The Governance of the Church
How The Church Is Structured
How The Church Is Structured How The Church Is Structured You may have heard people talk about General Convention or seen the hashtag on Twitter #GC79. But you may not be sure what it is. You may also wonder about how the rules or, Canons, of the Episcopal Church get passed into law.
Early Episcopalians modeled the governing body of church after the newly minted American government. We have a senate (House of Bishops), and a house of representatives (House of Deputies). We also have a president called the Presiding Bishop. These groups, along with the Executive Council, work to guide the Episcopal Church through our church’s constitution and the canons (laws).
This is where the Executive Council comes in. They meet four times a year (quarterly), and their job is to make sure that what got decided at GC is actually being carried out. The council is made up of four bishops, four priests or deacons, and twelve lay people elected by GC and eighteen members elected by the Episcopal Provinces.
Why so many laity, you may wonder? That’s because lay people come first in the order of ministry in the Episcopal Church, and it’s the job of the laity to go out into the world and do the work of God. Bishops, priest, and deacons have their roles within the Church, but they aren’t the ones who are out working in offices and restaurants and schools and every other non-church place to spread God’s love.
The Episcopal Church is broken up into Provinces (regions) and Diocese. A Diocese is governed by a Bishop, much like a governor of a state. The laity and clergy ultimately report to the Bishop of their diocese. Each church/parish in a diocese should have a priest in charge called a rector, and a governing body made up of lay people called a vestry. The rector and vestry of a parish work together to ensure that their parish is growing and the ministries of its congregation are flourishing. They also work to ensure that the constitution and canons of the Episcopal Church are being upheld, as well as any Diocesan canons or bylaws.
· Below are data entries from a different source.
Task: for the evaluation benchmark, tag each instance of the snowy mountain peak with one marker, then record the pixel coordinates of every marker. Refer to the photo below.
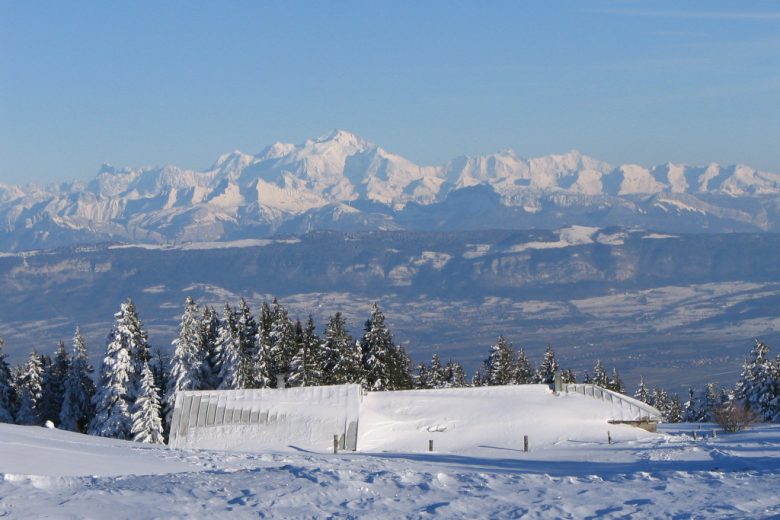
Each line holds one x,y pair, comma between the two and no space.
288,187
345,138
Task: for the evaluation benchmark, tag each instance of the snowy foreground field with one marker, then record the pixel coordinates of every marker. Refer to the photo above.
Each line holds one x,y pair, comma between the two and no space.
50,473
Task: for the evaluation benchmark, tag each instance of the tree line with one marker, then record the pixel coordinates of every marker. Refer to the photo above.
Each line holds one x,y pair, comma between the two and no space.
136,389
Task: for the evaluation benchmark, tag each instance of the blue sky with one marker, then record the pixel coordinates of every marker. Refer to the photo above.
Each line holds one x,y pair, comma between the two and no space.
136,83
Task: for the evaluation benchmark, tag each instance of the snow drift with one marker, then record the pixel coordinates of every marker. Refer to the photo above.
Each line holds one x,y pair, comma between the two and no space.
456,419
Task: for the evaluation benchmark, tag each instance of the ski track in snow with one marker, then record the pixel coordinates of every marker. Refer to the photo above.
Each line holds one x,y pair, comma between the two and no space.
670,475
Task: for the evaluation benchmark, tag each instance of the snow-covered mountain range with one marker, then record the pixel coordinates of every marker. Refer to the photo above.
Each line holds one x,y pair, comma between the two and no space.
343,182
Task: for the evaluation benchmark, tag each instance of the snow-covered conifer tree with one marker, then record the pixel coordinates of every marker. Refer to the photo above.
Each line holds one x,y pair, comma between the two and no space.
662,402
711,401
187,360
478,378
691,408
228,349
54,386
400,370
615,383
283,344
263,370
114,395
30,391
7,393
79,389
378,352
758,386
549,366
341,355
674,410
642,394
568,377
305,367
147,424
501,365
421,380
209,327
246,328
130,327
524,373
456,376
600,377
436,376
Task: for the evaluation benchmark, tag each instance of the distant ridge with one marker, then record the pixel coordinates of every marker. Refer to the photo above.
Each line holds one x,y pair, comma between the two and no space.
343,182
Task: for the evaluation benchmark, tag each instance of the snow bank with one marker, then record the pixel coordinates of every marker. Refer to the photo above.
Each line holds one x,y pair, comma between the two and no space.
456,419
466,419
252,420
41,451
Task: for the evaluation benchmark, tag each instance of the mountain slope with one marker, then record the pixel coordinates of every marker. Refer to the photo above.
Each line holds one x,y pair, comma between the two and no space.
341,181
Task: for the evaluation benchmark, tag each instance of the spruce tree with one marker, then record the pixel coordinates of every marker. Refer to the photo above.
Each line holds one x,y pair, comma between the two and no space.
615,383
54,386
77,409
600,377
662,402
500,365
524,373
456,376
246,328
378,352
546,373
691,408
436,376
209,327
422,380
711,401
130,327
674,410
30,391
305,368
642,394
228,349
568,377
7,392
400,370
147,424
115,392
263,366
283,344
478,378
757,385
341,355
188,355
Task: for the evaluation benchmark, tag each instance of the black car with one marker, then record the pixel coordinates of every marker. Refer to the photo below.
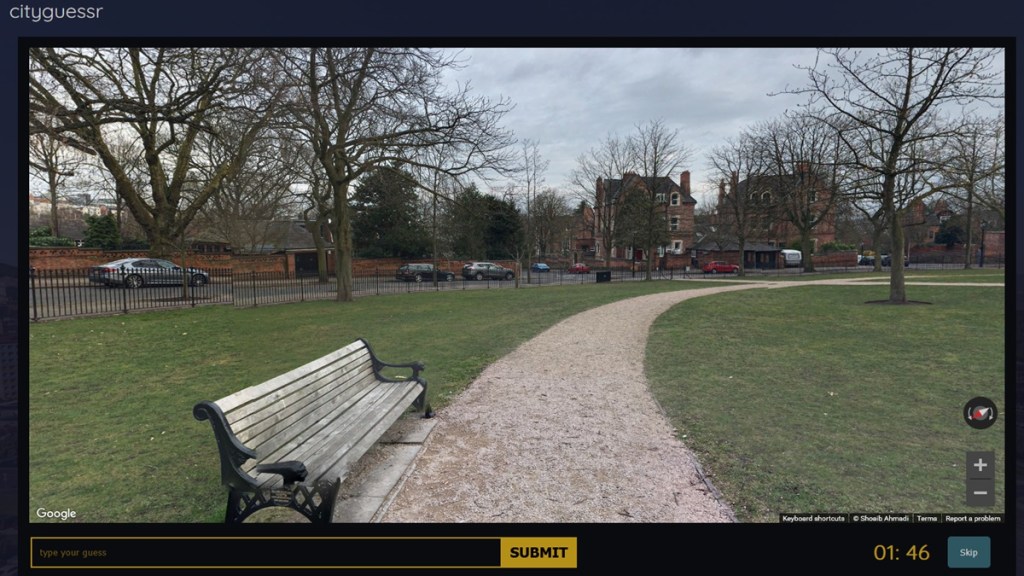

Think of the GC like congress that passes federal laws, and the Diocese like states that have their own laws that only affect their Diocese. The diocese meets every year to discuss the canons and bylaws for that diocese. The diocesan convention is made up of the clergy from each parish, and elected lay delegates. The number of delegate per parish is determined by the average weekly attendance number that gets calculated and reported to the National Episcopal Church via the Parochial Report.
Now this is just an oversimplified explanation of the governance of the Episcopal Church, and I left out a lot of details. But, this should offer a basic understanding of how it works. To get a better understanding, or if you are interested in becoming involved at your parish I recommend talking to your vestry members. They are often listed on your church’s website, or you can call the office and you should be able to get a list of vestry members and how to contact them.
If you don’t like a canon or by-law and want to change it, talk to your parish diocesan convention delegate or work to become elected. Don’t be afraid of getting involved and don’t just expect the church to change without you being involved. Be the change you want to see in the church.